Yasmina Khadra par Kamel Daoud

On s’habitue à presque tout : un pays qui va se choisir un président alors qu’aucune candidature
sérieuse et pas loufoque ne s’est profilée à cinq mois de l’échéance. On a beau essayer de tourner la
tête, de se désintéresser, de ricaner, cela vous rattrape. C’est la prouesse du régime que d’avoir
obtenu l’immobilité dans un monde qui bouge sous la révolte et les révolutions. Avoir fait s’asseoir
un peuple entier, sur une chaise roulante ou un trottoir en réfection, avoir vidé le 1er novembre, puis
le 05 octobre, puis le 05 juillet, puis le reste des dates, puis le temps entier et l’avoir empaillé et
nous avoir convaincu qu’il ne faut rien faire, manger, songer, danger. À cinq mois du choix, le choix
est fait de ne rien dire, rien demander, juste attendre. Du neuf en avril ? De l’inattendu ? Il ne faut
pas se leurrer : tous voteront Bouteflika et même ceux qui ne voteront et pas même ceux qui
voteront contre. Le candidat n’est pas Bouteflika, c’est un système entier, une façon de manger, un
équilibre alimentaire que personne n’osera remettre en cause et en jeu.

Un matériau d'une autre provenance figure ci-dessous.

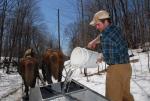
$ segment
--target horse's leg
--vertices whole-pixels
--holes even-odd
[[[50,69],[51,67],[50,66],[46,66],[46,80],[48,81],[48,84],[51,84],[53,83],[52,82],[52,71]]]
[[[44,79],[44,81],[46,81],[46,70],[45,70],[46,69],[46,65],[44,63],[42,63],[41,69],[42,69],[43,79]]]
[[[64,68],[64,66],[59,67],[58,82],[61,82],[63,68]]]
[[[23,99],[29,100],[29,87],[25,84],[25,96],[23,96]]]

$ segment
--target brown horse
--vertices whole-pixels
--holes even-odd
[[[64,55],[59,50],[47,49],[43,54],[42,73],[44,80],[52,83],[52,76],[61,81],[62,70],[64,68]]]
[[[34,88],[38,77],[37,59],[28,55],[20,60],[20,75],[25,85],[25,97],[28,98],[29,88]]]

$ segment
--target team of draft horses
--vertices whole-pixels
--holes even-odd
[[[40,65],[39,65],[40,64]],[[60,50],[47,49],[40,60],[36,58],[33,49],[27,49],[24,56],[20,59],[18,72],[21,75],[25,85],[25,97],[28,98],[29,88],[35,87],[36,78],[41,79],[39,68],[42,70],[42,80],[52,83],[52,76],[61,81],[64,68],[64,54]]]

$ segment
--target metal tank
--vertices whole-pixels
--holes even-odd
[[[108,101],[101,94],[72,80],[66,89],[64,82],[54,83],[30,90],[29,101]]]

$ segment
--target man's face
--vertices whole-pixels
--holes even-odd
[[[104,23],[102,23],[102,22],[100,22],[100,21],[96,23],[95,27],[96,27],[96,29],[99,30],[100,32],[102,32],[102,31],[104,30],[104,28],[105,28]]]

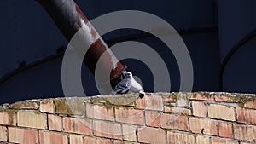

La question du « comment va-t-il faire campagne sur sa chaise roulante ? » est absurde ou très
secondaire. Le candidat n’est pas un homme, mais un ensemble qui va du ventre à la tête. Une
mécanique. Bouteflika est la tête de proue : il sera élu même s’il faut passer par le taxidermiste. Il
est juste l’effigie sur la grosse pièce de monnaie nationale que tout le monde a en poche. Par
intuition et par réflexion ses timides concurrents le savent et hésitent sur les rebords de la grande
assiette. Déchirés parfois entre l’ambition et l’évidence, la lucidité et la tentation de l’épopée.
L’exercice, pour le moment et pour certains, consiste à ne pas se prononcer mais à garder un
minimum de visibilité. Ceci pour les grosses pointures.

Les autres candidats, encore au premières marches, sont parfois admirables et inutiles, parfois
sourds mais pas muets, parfois calculateur mais avenir, parfois loufoque et avec un égo démesuré.
Présidents de partis, des dissidents qui provoquent la méfiance, des lutteurs pour la vérité qui
provoquent la compassion ou un écrivain qui fait sourire par ses arguments simplistes. Nous
vieillirons avant qu’ils n’aient leur chance. Lecture pessimiste ? Que non. Juste lucide.

Que pouvons nous contre ? L’Occident a déjà voté Bouteflika. Le pétrole aussi, le gaz schiste, les
puissances, les voisins, l’armée et les danseurs, le FLN et les voix dociles de la ruralité algérienne
très conservatrice et frileuse. Tout est contre nous, nous qui rêvons d’une réforme douce et d’une
transition sans violence. Ce régime semble increvable, riche et bien soutenu. Quand il meurt, il ne
fait que s’asseoir, se reposer un peu puis se relever.

La question n’est pas si Bouteflika est candidat ou pas. Le système alimentaire l’est déjà. Les gens
voteront pour le repas gratuit, l’argent facile, la fanfare patriotique orale, la paresse rémunérée, la
corruption facile et pour que rien ne bouge. C’est tout. Le reste, c’est du Yasmina Khadra.